Abstract
Introduction
Many designers turn towards parallel systems to reduce energy cost. They master design complexity with high level programming models such as message passing (e.g., openMP and MPI). After specifying the program with message passing, efficient mapping on the target architecture is required. This entails reducing both the amount of communication and the transmission cost itself.
Our goal is reducing the cost for communicating messages between tasks located on different processors. In the simplest case, message passing is implemented on top of a shared memory architecture (e.g., [13] [5] ). The producer generates a message in the shared memory. When ready, it notifies the consumer that it can start reading it. At least two locks are necessary for synchronizing the producer/consumer. A first lock (set by the producer) prevents the consumer from reading a not finalized message. A second lock (set by the consumer) prevents the producer from overwriting messages still unread by the consumer. In this naive implementation, the shared memory is frequently accessed, and easily becomes a performance bottleneck.

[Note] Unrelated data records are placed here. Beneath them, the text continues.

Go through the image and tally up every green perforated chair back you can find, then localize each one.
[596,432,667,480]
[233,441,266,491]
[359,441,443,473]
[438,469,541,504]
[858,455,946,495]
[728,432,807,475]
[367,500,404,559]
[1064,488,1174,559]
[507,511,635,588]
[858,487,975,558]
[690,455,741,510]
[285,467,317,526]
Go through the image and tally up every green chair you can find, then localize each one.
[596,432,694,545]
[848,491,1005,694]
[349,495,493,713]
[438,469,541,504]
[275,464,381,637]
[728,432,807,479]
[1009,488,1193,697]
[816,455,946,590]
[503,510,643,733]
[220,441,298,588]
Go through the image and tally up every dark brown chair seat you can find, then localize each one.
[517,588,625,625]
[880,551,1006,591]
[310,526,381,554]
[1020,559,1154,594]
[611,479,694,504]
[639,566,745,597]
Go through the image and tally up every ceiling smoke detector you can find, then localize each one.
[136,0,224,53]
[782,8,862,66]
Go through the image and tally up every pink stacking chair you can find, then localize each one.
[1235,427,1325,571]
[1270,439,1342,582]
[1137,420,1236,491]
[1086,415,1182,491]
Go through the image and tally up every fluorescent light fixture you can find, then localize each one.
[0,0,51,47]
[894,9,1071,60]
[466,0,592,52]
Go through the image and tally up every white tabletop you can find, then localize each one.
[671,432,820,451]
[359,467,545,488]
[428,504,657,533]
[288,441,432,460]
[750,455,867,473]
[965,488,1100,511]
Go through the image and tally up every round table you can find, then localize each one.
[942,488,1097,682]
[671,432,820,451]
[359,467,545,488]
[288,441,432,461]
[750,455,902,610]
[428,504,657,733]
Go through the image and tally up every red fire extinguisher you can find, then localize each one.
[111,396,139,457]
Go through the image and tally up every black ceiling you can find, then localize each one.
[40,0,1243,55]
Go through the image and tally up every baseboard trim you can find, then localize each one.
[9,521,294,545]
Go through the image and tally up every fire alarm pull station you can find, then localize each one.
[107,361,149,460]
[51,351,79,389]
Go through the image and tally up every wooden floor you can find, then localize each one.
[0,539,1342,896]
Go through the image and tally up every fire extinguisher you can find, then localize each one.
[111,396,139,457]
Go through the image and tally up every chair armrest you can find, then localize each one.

This bottleneck can be removed by directly transmitting messages between scratchpad memories attached to the processors, but this requires architectural changes. For instance, a scratchpad memory is usually only accessible from the core to which it is attached. Now, any other core of the system may have access to it. Recently, [6] and [8] have presented such hardware extensions. However, these are mostly ad-hoc solutions, which are not flexible enough for matching the application with the target architecture. E.g., they only provide DMAs to transfer data between processors. For short messages the overhead to set up the DMA is too long. Direct write/read transfers by the processor are more efficient, but in this case they are not supported.
Moreover, in view of the limited size of the scratchpad memories (particularly on a power-efficient embedded systems), only small messages can be transmitted. Consequently, the processors need to communicate and synchronize more frequently compared to a shared memory implementation. So far, limited research exists on reducing the synchronization cost; synchronization is mostly implemented with semaphores stored on a shared memory. Therefore, it often remains a performance bottleneck (see our experimental results).
In this paper, we propose a hardware/software approach for message passing on a distributed memory architecture. We provide several communication modes (from single word access to burst accesses to the remote memory nodes) and support multi-threading as an alternative technique to reduce the communication latency. Finally, we have integrated our approach on a cycle-accurate exploration environment [11] . This paper is organized as follows. After describing the prior-art in section 2, we discuss the hardware extensions necessary for our approach (section 3) and explain how we support them in software (section 4). With this high-level API, we can tune the application to the target architecture as demonstrated with a small example in section 5. Finally, we quantify our approach with realistic examples (section 6).
Related work
A large body of related work exist on message passing as a programming model (e.g., OpenMP or MPI); mapping a message passing program on a multi-processor architecture for reducing communication [2] [7] and finally, building hardware/software support for reducing the execution time/energy of transmitting a message in both software or hardware [4] [3] .
We focus on reducing the message passing overhead, which can be decomposed in two parts: overhead for setting up and controlling the communication and the data transfer overhead itself.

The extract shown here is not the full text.